Just before the first leg of the playoff, the leftist government of Salvador Allende was overthrown in Chile in a bloody coup by a junta led by Augusto Pinochet. The first match went ahead in Moscow and resulted in a scoreless draw, giving Chile a small advantage. If the Chileans could win the second leg at home, they would go to West Germany.
The second match was never played. Following the coup, thousands of Allende supporters were rounded up and taken to Estadio Nacional in Santiago, where they were imprisoned and tortured. According to official records, 41 people were killed.

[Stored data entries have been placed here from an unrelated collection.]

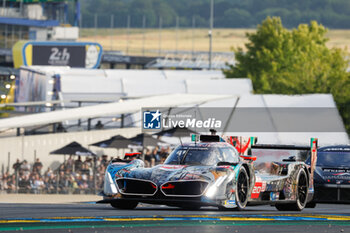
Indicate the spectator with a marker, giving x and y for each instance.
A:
(37, 166)
(24, 184)
(148, 158)
(155, 155)
(17, 165)
(78, 164)
(99, 125)
(104, 160)
(24, 168)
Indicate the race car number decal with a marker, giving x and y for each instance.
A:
(258, 188)
(172, 167)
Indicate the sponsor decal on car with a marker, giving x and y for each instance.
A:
(257, 189)
(172, 167)
(274, 196)
(230, 203)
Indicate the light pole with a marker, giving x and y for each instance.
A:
(210, 33)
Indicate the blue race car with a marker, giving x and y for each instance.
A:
(207, 173)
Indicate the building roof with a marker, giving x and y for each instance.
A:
(28, 22)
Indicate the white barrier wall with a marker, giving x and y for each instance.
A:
(39, 146)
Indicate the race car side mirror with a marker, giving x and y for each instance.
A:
(252, 158)
(223, 163)
(290, 159)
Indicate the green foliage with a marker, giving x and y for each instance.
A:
(228, 13)
(281, 61)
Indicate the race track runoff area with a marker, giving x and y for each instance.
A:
(90, 217)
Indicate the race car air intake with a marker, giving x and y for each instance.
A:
(129, 186)
(184, 188)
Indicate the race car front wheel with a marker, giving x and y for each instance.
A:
(125, 205)
(242, 189)
(301, 194)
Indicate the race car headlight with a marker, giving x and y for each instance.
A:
(109, 187)
(211, 191)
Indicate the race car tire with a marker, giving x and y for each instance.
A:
(125, 205)
(242, 187)
(302, 191)
(191, 207)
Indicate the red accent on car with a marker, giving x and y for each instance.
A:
(253, 158)
(132, 153)
(168, 186)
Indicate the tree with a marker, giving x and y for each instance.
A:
(280, 61)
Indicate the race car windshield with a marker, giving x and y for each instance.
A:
(332, 159)
(205, 156)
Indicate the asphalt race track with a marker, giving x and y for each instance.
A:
(90, 217)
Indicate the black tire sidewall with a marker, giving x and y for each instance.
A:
(240, 205)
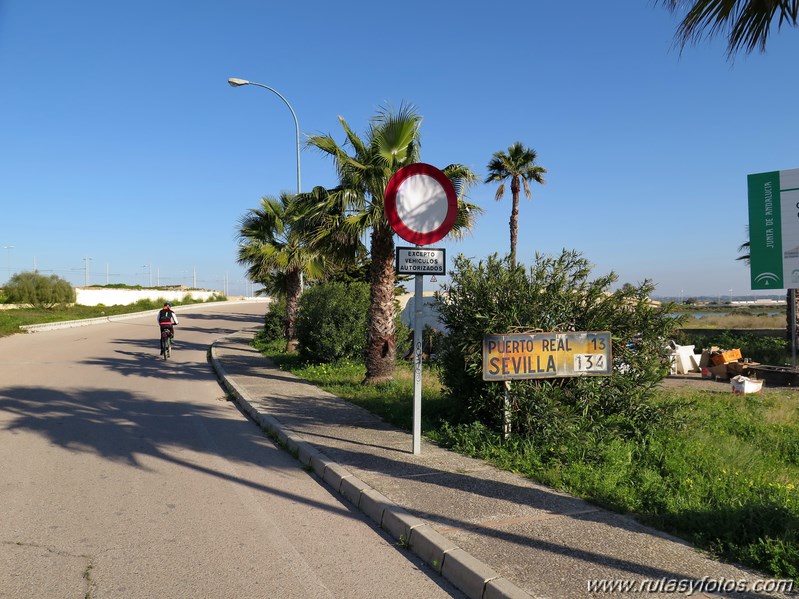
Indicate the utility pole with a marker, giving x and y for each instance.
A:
(86, 261)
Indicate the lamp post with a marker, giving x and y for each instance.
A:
(8, 249)
(234, 82)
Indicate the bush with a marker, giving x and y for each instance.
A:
(39, 291)
(275, 322)
(331, 324)
(493, 297)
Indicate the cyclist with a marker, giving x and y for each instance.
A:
(167, 319)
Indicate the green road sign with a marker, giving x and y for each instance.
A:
(774, 229)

FIFA is said to have inspected the stadium and deemed it fit to stage the match, despite the fact many of the prisoners were still being held there. However, the Soviets refused to play out of respect for the dead. The Chilean team took to the field and walked the ball into the net for the victory and one of the most shameful qualifications in World Cup history.
4. Peru throws a match in a deal with Argentina
In 1978, the World Cup returned to Argentina, where another rapacious military junta was in control.

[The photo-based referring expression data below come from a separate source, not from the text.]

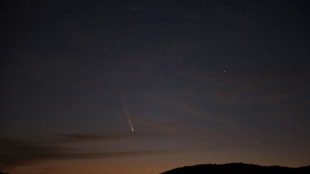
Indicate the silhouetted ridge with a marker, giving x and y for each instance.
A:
(239, 168)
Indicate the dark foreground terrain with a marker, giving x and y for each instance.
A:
(239, 168)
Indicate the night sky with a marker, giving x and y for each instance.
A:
(144, 86)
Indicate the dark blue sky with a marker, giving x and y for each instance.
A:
(200, 82)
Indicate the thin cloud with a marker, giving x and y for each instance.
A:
(16, 152)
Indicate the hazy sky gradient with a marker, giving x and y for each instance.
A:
(201, 81)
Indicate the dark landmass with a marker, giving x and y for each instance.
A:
(239, 168)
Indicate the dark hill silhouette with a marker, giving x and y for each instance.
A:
(239, 168)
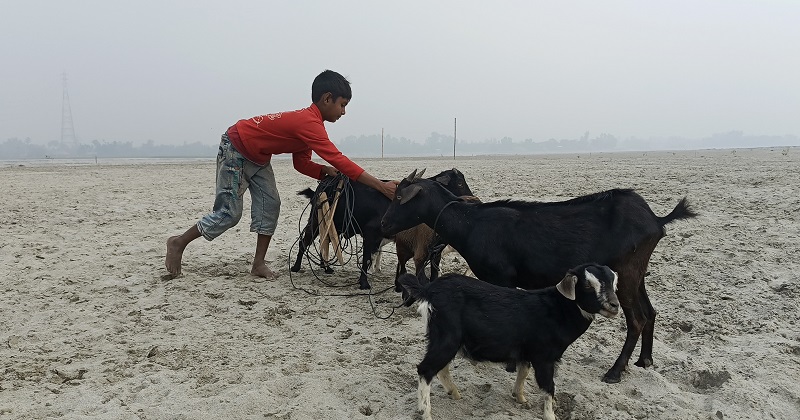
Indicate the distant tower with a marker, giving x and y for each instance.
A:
(67, 129)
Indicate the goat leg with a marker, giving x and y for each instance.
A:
(523, 368)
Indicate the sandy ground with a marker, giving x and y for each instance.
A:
(90, 329)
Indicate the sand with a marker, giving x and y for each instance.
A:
(90, 329)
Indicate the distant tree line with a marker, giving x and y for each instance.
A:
(370, 146)
(15, 148)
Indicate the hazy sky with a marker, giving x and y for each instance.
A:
(183, 71)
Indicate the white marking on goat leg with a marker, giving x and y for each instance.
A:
(447, 382)
(376, 261)
(519, 385)
(424, 398)
(548, 408)
(424, 310)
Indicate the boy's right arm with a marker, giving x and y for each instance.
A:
(386, 188)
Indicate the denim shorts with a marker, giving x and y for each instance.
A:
(235, 174)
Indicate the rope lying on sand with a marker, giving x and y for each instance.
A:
(345, 248)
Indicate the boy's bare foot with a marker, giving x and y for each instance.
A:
(263, 272)
(174, 255)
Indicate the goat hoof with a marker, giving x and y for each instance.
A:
(611, 378)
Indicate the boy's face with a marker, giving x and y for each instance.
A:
(332, 110)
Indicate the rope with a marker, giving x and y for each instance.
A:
(348, 245)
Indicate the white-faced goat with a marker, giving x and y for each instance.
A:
(530, 245)
(528, 328)
(359, 211)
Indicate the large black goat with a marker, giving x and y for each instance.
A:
(531, 244)
(505, 325)
(359, 211)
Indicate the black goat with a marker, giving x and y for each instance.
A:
(512, 326)
(359, 211)
(530, 245)
(416, 242)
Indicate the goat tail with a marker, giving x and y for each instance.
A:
(412, 285)
(682, 211)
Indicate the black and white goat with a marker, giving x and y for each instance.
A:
(359, 212)
(530, 245)
(528, 328)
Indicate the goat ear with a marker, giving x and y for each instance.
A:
(409, 192)
(444, 179)
(567, 286)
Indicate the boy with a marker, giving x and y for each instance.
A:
(244, 162)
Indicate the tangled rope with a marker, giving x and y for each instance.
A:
(347, 245)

There were many bizarre elements to the World Cup that year. First, the Netherlands tried to organise a boycott in protest of the Argentine junta, to no avail. The world’s greatest player at the time, the Dutchman Johan Cruyff, did refuse to go, though it wasn’t clear at the time if this had to do with the junta or the Dutch coach. (Cruyff later claimed a kidnapping attempt in Spain influenced his decision.)
The most controversial moment on the pitch also had a political element to it. In a critical match, the hosts routed Peru by an inexplicable 6-0 to leapfrog mighty Brazil and clinch their spot in the final. The final group matches were supposed to have been played at exactly the same time, but Argentina had managed to delay its match so the team knew exactly what it had to do to progress.
It later emerged there was a deal between the juntas in the two countries to fix the match. In 2012, former Peruvian Senator Genaro Ledesma said that Argentine dictator Jorge Videla had agreed to accept 13 Peruvian political prisoners in return for ensuring the hosts progressed to the final at the expense of Brazil.
Argentina ended up beating the Netherlands in the final to become the fifth host to win the World Cup at home.
5. Charlie Dempsey skips out on the vote
While political interference affected the results of matches and tournaments in FIFA’s early days, the greatest political scandals in recent times have occurred over the bidding to host the World Cup.
One of the biggest scandals was in 2000, the year FIFA’s executive committee met to decide the host for the 2006 tournament. FIFA President Sepp Blatter believed at the time that if post-apartheid South Africa were to win, he or FIFA would be in the running for the Nobel Peace Prize. (He was still trying to win the prize right up to his dismissal from the organisation.)
The executive committee was expected to be deadlocked at 12-all when it voted in Zurich, with Blatter then casting the deciding vote in favour of South Africa. But Charles Dempsey, the president of the New Zealand Federation, mysteriously disappeared before the vote took place, giving Germany a shock 12-11 victory.
In his book, The Dirty Game: Uncovering the Scandal at FIFA, the investigative journalist Andrew Jennings revealed Dempsey had been paid $250,000 to change his vote. Dempsey later claimed that he had been under intolerable pressure from both German Chancellor Gerhard Schroeder and South African President Nelson Mandela and had been a “nervous wreck”.
His non-vote ended up sending the World Cup to Germany, but Blatter got his prized South Africa World Cup four years later. Just not the Nobel Prize.
So, politics has always been part of the World Cup – sometimes overtly, more often covertly – and yet FIFA still insists that there shall be no political interference in the game under its auspices. Those who misinterpret this notion can find their country suspended from competition, but the FIFA ship will sail on.
Until, that is, it runs into the United States tax authorities, just like Al Capone.